Zurück zum Wachstum
Steigende Zinsen sowie eine galoppierende Inflation haben die Verbraucher im vergangenen Jahr gehörig verunsichert. Dieses bedrohliche Gemisch führte mitunter auch dazu, dass die Konjunktur erlahmte. Hierzulande halbierte sich das Wachstum des Bruttoinlandsprodukts (BIP) 2022 auf 2.1%. Und auch in den USA reduzierte sich die Expansionsrate auf das Schweizer Niveau, nachdem das Plus im Vorjahr noch knapp 6% betrug. Nach einer schwachen ersten Jahreshälfte drehte sich die Kurve aber wieder nach oben und auch im laufenden Jahr gewinnt der Aufschwung an Kraft. Legte die Wirtschaft in Übersee zum Jahresauftakt 2023 lediglich um 1.1% zu, standen im zweiten Quartal bereits auf das Jahr hochgerechnete 2.4% zu Buche. Damit wurden die durchschnittlichen Erwartungen der Ökonomen übertroffen. Hierzulande verzeichnete die Konjunktur einen schwungvollen Start ins Jahr. Das Staatssekretariat für Wirtschaft SECO bekräftigte daraufhin das Schweizer Wachstumsziel von 1.1% für 2023 und rechnet mit einer Beschleunigung im Jahr 2024 auf dann 1.5%.
Inflation auf dem Rückzug
Die positiven Wachstumszahlen gehen mit einer Entwarnung an der Inflationsfront einher.
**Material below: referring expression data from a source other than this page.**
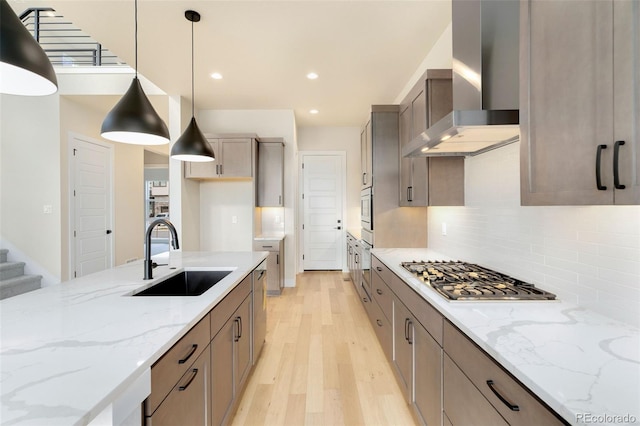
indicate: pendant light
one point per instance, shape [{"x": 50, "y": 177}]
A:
[
  {"x": 24, "y": 67},
  {"x": 192, "y": 145},
  {"x": 133, "y": 119}
]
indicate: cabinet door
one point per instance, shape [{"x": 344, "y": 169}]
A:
[
  {"x": 566, "y": 102},
  {"x": 187, "y": 403},
  {"x": 204, "y": 170},
  {"x": 626, "y": 57},
  {"x": 403, "y": 343},
  {"x": 273, "y": 279},
  {"x": 222, "y": 383},
  {"x": 463, "y": 402},
  {"x": 242, "y": 345},
  {"x": 270, "y": 174},
  {"x": 236, "y": 158},
  {"x": 427, "y": 377}
]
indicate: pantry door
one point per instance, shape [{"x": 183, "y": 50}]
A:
[
  {"x": 90, "y": 225},
  {"x": 323, "y": 200}
]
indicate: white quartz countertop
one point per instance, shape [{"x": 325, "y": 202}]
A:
[
  {"x": 68, "y": 351},
  {"x": 582, "y": 364}
]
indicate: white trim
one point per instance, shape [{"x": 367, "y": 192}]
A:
[
  {"x": 75, "y": 138},
  {"x": 300, "y": 207}
]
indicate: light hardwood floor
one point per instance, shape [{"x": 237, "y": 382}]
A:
[{"x": 321, "y": 363}]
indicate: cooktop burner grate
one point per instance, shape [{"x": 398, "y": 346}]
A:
[{"x": 457, "y": 280}]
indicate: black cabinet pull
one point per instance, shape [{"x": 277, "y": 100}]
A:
[
  {"x": 191, "y": 352},
  {"x": 236, "y": 336},
  {"x": 616, "y": 171},
  {"x": 599, "y": 184},
  {"x": 186, "y": 385},
  {"x": 511, "y": 406}
]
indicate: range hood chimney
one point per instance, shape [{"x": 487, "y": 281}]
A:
[{"x": 485, "y": 82}]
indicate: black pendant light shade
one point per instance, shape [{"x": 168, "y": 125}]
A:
[
  {"x": 133, "y": 120},
  {"x": 192, "y": 145},
  {"x": 25, "y": 68}
]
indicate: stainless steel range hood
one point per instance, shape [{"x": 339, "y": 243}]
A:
[{"x": 485, "y": 82}]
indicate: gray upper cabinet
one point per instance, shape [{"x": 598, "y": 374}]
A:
[
  {"x": 366, "y": 153},
  {"x": 234, "y": 159},
  {"x": 270, "y": 182},
  {"x": 579, "y": 96},
  {"x": 429, "y": 100}
]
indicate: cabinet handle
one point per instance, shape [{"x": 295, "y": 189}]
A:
[
  {"x": 616, "y": 171},
  {"x": 237, "y": 334},
  {"x": 511, "y": 406},
  {"x": 191, "y": 352},
  {"x": 186, "y": 385},
  {"x": 599, "y": 184}
]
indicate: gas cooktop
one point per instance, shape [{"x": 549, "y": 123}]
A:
[{"x": 457, "y": 280}]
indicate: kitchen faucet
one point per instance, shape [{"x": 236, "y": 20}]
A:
[{"x": 148, "y": 265}]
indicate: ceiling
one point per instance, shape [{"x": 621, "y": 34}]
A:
[{"x": 364, "y": 52}]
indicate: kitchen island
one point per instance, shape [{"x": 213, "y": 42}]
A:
[
  {"x": 584, "y": 366},
  {"x": 81, "y": 351}
]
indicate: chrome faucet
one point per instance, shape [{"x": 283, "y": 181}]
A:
[{"x": 148, "y": 265}]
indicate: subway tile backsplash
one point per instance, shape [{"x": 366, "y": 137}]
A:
[{"x": 589, "y": 255}]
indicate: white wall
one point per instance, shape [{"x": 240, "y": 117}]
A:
[
  {"x": 29, "y": 180},
  {"x": 588, "y": 255},
  {"x": 265, "y": 123}
]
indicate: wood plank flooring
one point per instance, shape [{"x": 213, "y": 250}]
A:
[{"x": 321, "y": 363}]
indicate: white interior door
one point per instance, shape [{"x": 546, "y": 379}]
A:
[
  {"x": 323, "y": 230},
  {"x": 91, "y": 229}
]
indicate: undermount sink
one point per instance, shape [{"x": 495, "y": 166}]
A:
[{"x": 185, "y": 283}]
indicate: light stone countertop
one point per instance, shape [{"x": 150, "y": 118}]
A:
[
  {"x": 582, "y": 364},
  {"x": 69, "y": 351}
]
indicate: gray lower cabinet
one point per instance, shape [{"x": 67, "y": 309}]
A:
[
  {"x": 270, "y": 181},
  {"x": 431, "y": 181},
  {"x": 580, "y": 102},
  {"x": 234, "y": 159},
  {"x": 230, "y": 352},
  {"x": 187, "y": 403},
  {"x": 275, "y": 263},
  {"x": 490, "y": 394}
]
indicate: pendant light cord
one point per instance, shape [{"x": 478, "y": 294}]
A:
[
  {"x": 192, "y": 75},
  {"x": 135, "y": 8}
]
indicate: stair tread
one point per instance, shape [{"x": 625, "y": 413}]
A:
[{"x": 14, "y": 280}]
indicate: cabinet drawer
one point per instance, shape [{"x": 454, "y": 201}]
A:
[
  {"x": 174, "y": 364},
  {"x": 492, "y": 380},
  {"x": 382, "y": 326},
  {"x": 382, "y": 295},
  {"x": 223, "y": 310},
  {"x": 426, "y": 314},
  {"x": 187, "y": 402},
  {"x": 384, "y": 272},
  {"x": 266, "y": 245}
]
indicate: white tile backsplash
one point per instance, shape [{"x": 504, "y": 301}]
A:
[{"x": 589, "y": 255}]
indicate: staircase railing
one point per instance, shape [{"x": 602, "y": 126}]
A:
[{"x": 64, "y": 43}]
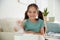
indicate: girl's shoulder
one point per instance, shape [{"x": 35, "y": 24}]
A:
[
  {"x": 40, "y": 20},
  {"x": 25, "y": 20}
]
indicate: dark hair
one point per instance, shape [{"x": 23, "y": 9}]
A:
[{"x": 40, "y": 16}]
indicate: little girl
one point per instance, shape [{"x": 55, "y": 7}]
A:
[{"x": 32, "y": 22}]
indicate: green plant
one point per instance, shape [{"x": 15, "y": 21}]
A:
[{"x": 45, "y": 13}]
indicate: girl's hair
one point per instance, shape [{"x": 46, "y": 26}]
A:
[{"x": 40, "y": 16}]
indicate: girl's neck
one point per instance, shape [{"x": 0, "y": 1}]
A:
[{"x": 33, "y": 20}]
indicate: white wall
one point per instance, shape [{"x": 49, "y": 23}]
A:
[
  {"x": 11, "y": 9},
  {"x": 54, "y": 9},
  {"x": 57, "y": 10}
]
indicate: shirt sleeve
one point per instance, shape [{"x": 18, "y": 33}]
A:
[{"x": 42, "y": 23}]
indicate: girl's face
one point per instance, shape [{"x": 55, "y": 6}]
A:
[{"x": 32, "y": 13}]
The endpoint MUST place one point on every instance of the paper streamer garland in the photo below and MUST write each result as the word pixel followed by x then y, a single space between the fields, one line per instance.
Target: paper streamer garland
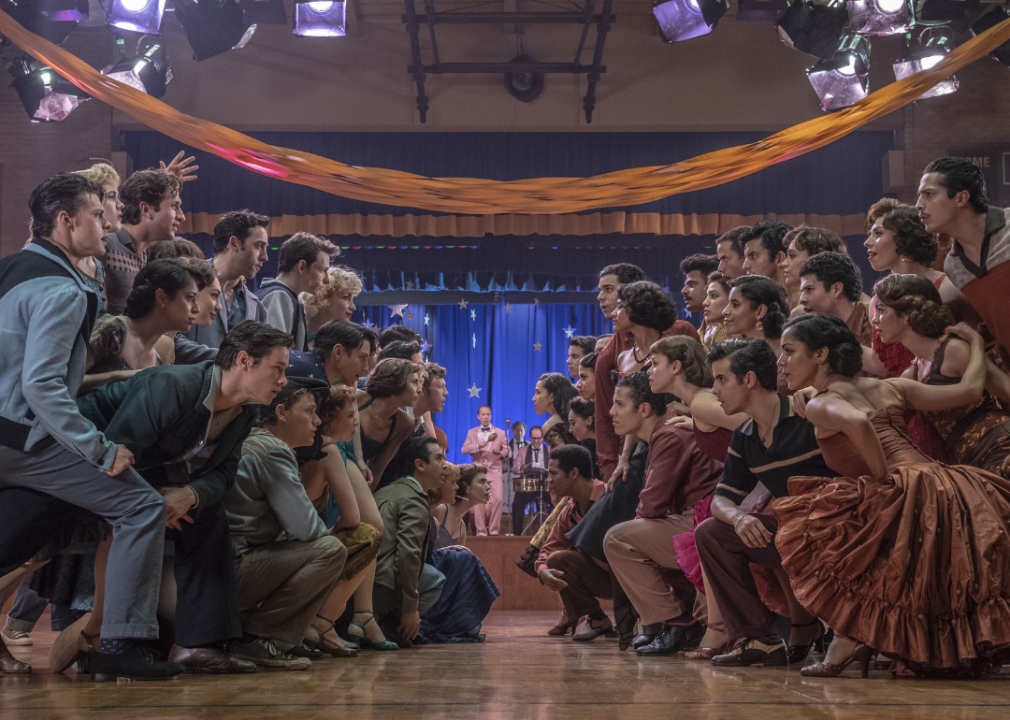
pixel 489 197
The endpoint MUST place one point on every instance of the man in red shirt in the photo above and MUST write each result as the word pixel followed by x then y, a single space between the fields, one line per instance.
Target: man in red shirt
pixel 679 476
pixel 611 278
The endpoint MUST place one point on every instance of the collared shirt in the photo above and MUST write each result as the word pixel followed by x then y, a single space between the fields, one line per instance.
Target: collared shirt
pixel 794 451
pixel 995 250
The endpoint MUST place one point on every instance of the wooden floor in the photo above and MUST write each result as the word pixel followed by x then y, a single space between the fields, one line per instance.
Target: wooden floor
pixel 518 674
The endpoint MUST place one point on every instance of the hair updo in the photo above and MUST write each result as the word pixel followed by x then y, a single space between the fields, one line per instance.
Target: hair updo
pixel 816 330
pixel 917 300
pixel 759 290
pixel 170 276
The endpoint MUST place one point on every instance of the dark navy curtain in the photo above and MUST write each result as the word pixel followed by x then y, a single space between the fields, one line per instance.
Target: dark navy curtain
pixel 494 354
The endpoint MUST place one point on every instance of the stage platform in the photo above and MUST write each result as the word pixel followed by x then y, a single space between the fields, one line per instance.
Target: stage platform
pixel 519 674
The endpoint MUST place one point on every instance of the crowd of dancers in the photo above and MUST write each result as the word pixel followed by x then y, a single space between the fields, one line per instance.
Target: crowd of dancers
pixel 199 477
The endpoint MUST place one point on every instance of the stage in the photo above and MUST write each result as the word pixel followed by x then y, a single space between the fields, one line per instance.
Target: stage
pixel 519 674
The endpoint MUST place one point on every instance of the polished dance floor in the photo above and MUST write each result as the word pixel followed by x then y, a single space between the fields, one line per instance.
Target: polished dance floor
pixel 519 673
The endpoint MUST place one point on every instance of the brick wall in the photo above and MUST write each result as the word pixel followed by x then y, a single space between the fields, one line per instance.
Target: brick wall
pixel 978 115
pixel 29 152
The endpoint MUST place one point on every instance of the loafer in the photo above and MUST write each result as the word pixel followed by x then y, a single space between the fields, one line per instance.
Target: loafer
pixel 675 638
pixel 770 651
pixel 136 661
pixel 595 627
pixel 208 660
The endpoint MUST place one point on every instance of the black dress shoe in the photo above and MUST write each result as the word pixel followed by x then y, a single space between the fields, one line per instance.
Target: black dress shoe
pixel 648 633
pixel 208 660
pixel 675 638
pixel 137 661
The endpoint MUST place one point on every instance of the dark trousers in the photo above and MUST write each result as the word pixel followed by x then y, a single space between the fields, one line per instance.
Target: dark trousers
pixel 587 582
pixel 519 502
pixel 726 561
pixel 207 601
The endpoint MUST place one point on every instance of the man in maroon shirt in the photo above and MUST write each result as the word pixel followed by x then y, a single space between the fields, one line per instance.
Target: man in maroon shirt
pixel 679 476
pixel 611 278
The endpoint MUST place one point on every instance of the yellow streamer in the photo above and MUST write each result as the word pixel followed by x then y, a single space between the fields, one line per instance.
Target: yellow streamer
pixel 477 196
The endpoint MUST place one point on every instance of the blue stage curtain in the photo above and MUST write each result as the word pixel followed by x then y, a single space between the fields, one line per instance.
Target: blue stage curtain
pixel 492 347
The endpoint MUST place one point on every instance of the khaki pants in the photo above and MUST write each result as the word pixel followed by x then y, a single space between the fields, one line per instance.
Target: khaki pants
pixel 282 586
pixel 636 550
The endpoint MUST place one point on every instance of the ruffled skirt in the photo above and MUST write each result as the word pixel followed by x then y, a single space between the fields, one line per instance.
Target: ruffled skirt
pixel 916 567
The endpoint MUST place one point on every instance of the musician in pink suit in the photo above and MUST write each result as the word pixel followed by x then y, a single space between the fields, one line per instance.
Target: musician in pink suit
pixel 488 445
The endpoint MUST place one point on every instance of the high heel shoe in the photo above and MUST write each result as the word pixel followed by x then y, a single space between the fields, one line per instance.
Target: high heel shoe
pixel 863 654
pixel 338 647
pixel 383 646
pixel 798 653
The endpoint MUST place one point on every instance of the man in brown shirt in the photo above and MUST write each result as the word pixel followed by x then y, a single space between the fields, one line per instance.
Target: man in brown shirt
pixel 830 283
pixel 679 476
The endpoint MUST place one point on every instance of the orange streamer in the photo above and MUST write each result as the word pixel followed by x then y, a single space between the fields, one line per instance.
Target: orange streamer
pixel 489 197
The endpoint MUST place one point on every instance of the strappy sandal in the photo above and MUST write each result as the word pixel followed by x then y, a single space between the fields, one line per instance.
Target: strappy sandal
pixel 337 648
pixel 363 639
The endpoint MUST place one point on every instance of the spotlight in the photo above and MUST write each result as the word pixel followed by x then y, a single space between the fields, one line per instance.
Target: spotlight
pixel 148 72
pixel 879 17
pixel 136 15
pixel 53 19
pixel 841 81
pixel 814 29
pixel 320 19
pixel 213 26
pixel 761 10
pixel 991 19
pixel 46 97
pixel 923 57
pixel 264 12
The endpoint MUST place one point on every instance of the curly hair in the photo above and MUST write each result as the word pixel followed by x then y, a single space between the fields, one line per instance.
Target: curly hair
pixel 759 290
pixel 340 278
pixel 813 240
pixel 917 300
pixel 469 473
pixel 646 305
pixel 881 208
pixel 816 330
pixel 390 378
pixel 692 355
pixel 910 237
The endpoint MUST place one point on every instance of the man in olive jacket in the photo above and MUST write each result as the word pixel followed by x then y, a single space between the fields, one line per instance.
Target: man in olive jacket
pixel 406 586
pixel 186 425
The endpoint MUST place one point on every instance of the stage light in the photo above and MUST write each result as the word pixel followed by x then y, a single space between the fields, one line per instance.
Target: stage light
pixel 137 15
pixel 990 19
pixel 842 80
pixel 924 56
pixel 148 72
pixel 879 17
pixel 320 19
pixel 761 10
pixel 46 97
pixel 684 19
pixel 264 12
pixel 814 29
pixel 213 26
pixel 53 19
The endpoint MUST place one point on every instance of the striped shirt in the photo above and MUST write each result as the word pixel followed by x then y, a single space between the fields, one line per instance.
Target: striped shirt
pixel 794 451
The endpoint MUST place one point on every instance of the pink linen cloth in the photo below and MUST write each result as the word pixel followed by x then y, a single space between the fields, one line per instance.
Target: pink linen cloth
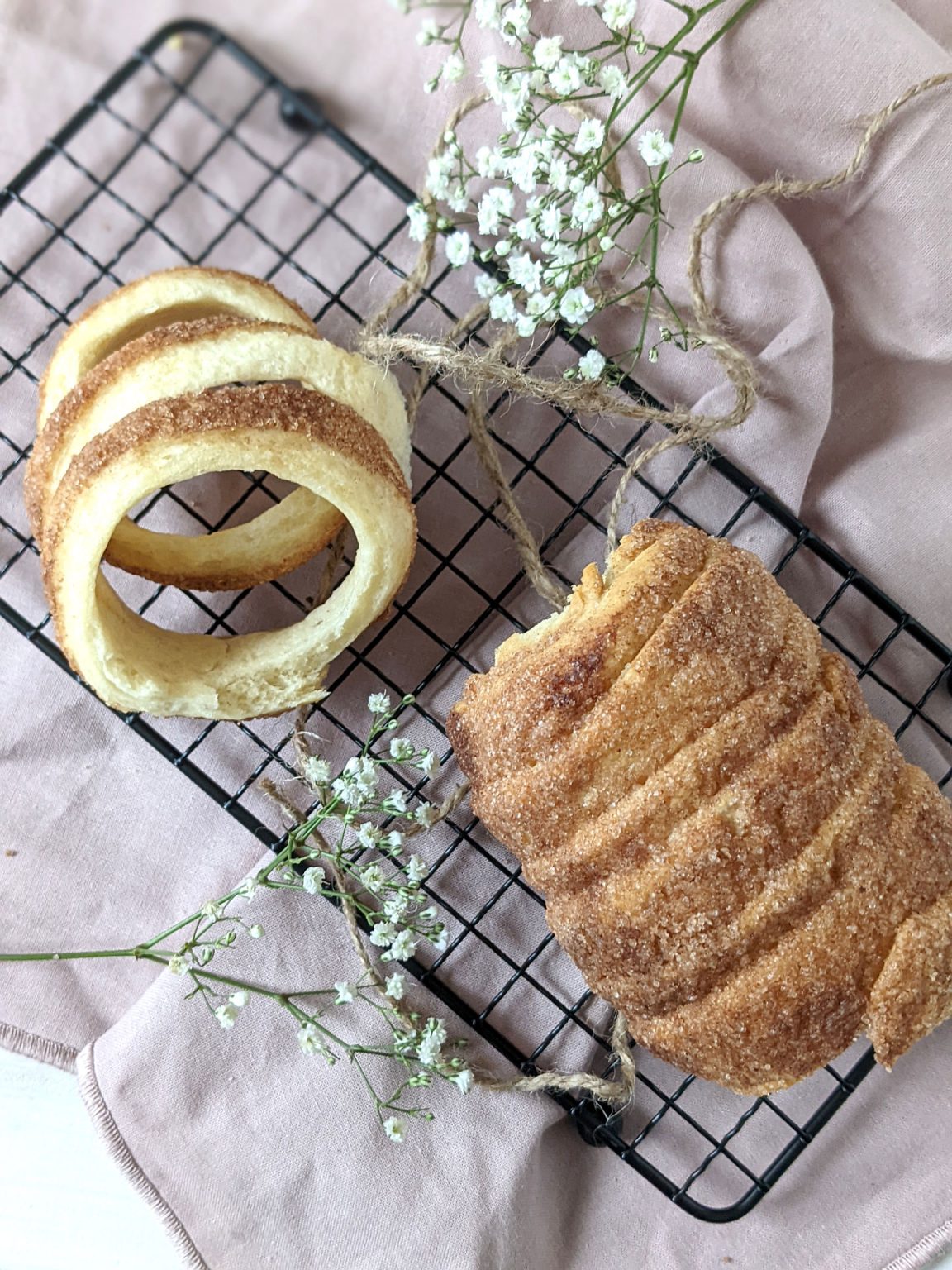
pixel 258 1160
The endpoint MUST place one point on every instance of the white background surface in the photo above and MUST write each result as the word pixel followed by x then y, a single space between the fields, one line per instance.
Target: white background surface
pixel 64 1206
Die US-Teuerungsrate für Waren und Dienstleistungen fiel im Juni auf den niedrigsten Stand seit mehr als zwei Jahren. Die Verbraucherpreise nahmen nur noch um 3% im Vergleich zum Vorjahr zu und verzeichneten damit den kleinsten Anstieg seit März 2021. In der Schweiz fallen die Preise sogar schon wieder. Im Juli ging der Landesindex der Konsumentenpreise um 0.1% im Vergleich zum Vormonat zurück. Auf Jahressicht ermittelte das Bundesamt für Statistik eine Teuerung von 1.6%. Auch in der Eurozone zeigt die Kurve nach unten. Im vergangenen Monat reduzierte sich die Inflation auf 5.3%, nachdem sie in der Spitze im Oktober 2022 bei 10.6% lag. Daneben ist die Wirtschaft im gemeinsamen Währungsraum im zweiten Quartal einer vorläufigen Schätzung zufolge mit 0.3% schneller als erwartet gewachsen.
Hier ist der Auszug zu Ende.